O bloqueio das viagens de longo curso não tem permitido a recuperação das tradicionais empresas europeias de transporte aéreo (que acumulam prejuízos em meses sucessivos), ao mesmo ritmo das companhias aéreas de baixo custo. Precisamente porque os voos intercontinentais sempre foram o principal negócio das maiores companhias aéreas, enquanto os voos ponto-a-ponto das companhias aéreas de baixo custo beneficiaram da reabertura das fronteiras e do lançamento dos certificados digitais europeus, que facilitaram a mobilidade dentro da Europa durante o Verão.
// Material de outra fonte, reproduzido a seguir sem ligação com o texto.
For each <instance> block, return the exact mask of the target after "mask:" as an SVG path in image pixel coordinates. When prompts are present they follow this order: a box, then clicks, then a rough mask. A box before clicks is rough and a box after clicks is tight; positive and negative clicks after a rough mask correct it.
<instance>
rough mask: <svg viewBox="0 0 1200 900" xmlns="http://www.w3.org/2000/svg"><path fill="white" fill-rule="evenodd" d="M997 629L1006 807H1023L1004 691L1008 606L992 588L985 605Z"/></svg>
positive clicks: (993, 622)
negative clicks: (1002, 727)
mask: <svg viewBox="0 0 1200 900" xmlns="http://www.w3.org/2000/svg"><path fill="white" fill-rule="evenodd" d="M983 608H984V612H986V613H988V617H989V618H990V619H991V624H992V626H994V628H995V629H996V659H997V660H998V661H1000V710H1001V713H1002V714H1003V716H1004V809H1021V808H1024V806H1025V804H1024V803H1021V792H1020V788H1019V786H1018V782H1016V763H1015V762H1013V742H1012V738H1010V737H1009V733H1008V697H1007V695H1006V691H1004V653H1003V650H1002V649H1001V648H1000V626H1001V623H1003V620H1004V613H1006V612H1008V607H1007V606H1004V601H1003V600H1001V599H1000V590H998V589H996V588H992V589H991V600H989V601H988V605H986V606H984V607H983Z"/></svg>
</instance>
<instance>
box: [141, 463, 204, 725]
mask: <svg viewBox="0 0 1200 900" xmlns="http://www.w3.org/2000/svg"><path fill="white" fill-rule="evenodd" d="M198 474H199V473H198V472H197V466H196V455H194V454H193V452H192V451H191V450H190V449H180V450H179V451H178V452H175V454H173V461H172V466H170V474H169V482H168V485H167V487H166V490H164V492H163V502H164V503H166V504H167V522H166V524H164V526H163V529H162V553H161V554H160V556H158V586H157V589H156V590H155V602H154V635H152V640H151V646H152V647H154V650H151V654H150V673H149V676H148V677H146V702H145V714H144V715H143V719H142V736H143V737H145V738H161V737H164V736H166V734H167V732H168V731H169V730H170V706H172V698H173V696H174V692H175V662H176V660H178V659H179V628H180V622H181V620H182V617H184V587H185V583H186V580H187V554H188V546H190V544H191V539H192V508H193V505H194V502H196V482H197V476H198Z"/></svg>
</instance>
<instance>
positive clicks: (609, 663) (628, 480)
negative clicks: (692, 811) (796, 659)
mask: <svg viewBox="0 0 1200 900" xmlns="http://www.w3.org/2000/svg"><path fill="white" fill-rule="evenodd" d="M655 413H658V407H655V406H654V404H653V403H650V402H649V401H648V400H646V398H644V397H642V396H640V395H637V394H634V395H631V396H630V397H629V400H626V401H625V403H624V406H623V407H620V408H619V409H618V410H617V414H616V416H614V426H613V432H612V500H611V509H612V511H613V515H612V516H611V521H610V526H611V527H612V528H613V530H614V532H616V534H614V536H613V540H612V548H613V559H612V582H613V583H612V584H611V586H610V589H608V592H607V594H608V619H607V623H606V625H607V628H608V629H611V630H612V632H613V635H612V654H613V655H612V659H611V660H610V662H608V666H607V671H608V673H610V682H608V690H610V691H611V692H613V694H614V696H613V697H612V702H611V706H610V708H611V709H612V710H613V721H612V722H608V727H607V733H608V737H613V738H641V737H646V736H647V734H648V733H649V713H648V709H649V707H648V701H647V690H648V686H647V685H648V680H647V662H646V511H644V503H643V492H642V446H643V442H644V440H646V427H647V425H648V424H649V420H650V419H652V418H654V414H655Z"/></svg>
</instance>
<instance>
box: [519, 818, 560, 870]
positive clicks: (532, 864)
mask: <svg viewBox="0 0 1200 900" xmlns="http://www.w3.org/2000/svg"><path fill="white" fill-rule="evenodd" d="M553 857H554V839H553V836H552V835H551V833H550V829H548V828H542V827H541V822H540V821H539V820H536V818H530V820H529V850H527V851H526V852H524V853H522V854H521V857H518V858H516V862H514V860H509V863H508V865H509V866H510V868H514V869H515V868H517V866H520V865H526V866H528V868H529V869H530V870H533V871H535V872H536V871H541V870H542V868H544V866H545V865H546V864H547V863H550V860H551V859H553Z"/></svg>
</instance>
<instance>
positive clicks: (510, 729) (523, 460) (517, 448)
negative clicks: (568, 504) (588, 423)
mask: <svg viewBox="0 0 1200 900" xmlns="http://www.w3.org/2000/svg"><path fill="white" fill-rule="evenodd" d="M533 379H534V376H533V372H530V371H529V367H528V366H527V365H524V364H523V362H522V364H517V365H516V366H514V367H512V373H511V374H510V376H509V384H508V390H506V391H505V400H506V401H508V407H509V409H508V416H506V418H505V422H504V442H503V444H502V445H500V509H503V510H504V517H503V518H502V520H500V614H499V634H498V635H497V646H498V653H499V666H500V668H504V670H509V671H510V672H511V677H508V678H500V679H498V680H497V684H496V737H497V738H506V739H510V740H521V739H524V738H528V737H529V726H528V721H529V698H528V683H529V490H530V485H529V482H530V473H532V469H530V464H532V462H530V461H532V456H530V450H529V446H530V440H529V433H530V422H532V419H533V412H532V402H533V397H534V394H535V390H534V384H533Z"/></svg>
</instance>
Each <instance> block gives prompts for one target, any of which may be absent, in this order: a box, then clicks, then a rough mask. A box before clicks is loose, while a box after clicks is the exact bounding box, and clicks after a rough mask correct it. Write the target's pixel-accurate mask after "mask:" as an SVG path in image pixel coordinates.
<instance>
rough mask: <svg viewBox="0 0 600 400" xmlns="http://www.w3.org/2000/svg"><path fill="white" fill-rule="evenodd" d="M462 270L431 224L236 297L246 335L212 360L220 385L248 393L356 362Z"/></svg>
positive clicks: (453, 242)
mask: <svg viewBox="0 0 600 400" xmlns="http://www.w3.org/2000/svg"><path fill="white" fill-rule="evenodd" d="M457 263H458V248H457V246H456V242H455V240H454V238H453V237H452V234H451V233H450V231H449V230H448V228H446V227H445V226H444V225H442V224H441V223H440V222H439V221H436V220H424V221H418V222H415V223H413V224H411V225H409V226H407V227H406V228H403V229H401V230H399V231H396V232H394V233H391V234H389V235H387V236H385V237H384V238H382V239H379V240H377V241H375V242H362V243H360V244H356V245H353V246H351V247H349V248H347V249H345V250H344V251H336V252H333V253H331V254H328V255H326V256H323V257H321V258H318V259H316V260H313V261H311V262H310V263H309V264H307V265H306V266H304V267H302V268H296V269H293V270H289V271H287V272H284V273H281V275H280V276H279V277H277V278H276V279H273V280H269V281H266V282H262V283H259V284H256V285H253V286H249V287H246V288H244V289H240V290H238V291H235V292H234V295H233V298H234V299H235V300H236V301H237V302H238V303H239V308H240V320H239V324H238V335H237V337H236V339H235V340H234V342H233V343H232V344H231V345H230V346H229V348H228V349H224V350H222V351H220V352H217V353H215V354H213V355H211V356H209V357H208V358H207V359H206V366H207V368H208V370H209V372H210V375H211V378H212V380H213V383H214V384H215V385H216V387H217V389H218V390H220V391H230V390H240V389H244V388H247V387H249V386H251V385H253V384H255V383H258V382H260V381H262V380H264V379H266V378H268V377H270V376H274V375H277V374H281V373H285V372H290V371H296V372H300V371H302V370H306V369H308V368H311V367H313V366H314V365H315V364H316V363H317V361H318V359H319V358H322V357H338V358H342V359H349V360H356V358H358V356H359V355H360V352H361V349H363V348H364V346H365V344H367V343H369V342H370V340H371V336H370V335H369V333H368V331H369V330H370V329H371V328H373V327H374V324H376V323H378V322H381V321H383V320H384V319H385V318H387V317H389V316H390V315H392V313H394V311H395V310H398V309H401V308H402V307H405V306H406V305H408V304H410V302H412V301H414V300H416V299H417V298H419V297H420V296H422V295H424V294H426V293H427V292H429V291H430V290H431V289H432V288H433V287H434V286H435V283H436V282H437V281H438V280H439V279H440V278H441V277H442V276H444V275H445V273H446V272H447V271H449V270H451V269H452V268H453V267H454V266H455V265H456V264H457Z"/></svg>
A decisão do governo Biden de manter as restrições nas fronteiras dos E.U.A., apesar das pressões para permitir chegadas de viajantes da UE, nem mesmo levando em conta o princípio da reciprocidade, visto que CE havia suspendido as restrições às viagens para os EUA em Junho, tem-se vindo a mostrar um ponto de controvérsia política. O governo dos EUA tem argumentado com as infecções originadas pela estirpe delta do vírus como uma das razões para essa posição.
No entanto, as directrizes da UE especificam que, para permitir viagens não essenciais a países terceiros, a tendência será estável ou decrescente se a positividade dos casos positivos testados em relação ao vírus não exceder os 4%. Entretanto, os últimos números dos EUA não são animadores, porque mostram um sétimo aumento consecutivo nos dados publicados pelas autoridades médicas americanas, tendo sido ontem lançado um alerta do director regional para a Europa da OMS, Hans Kluge, que afirmou em conferência de imprensa que "o número de mortes na região aumentou 11% na semana passada, com uma projecção credível que estima que ocorram 236.000 mortes na Europa até Dezembro". Este aumento da incidência de novos casos está também relacionado com uma maior presença da variante Delta, mais contagiosa, o alívio de medidas de restrição de movimentos dos cidadãos e o aumento das viagens, considera a OMS.
Por todas estas razões é necessário e recomendável que existam regras e procedimentos comuns internacionais, sendo incompreensível que organizações internacionais não cheguem a um entendimento quanto à harmonização de processos quando estamos perante uma pandemia.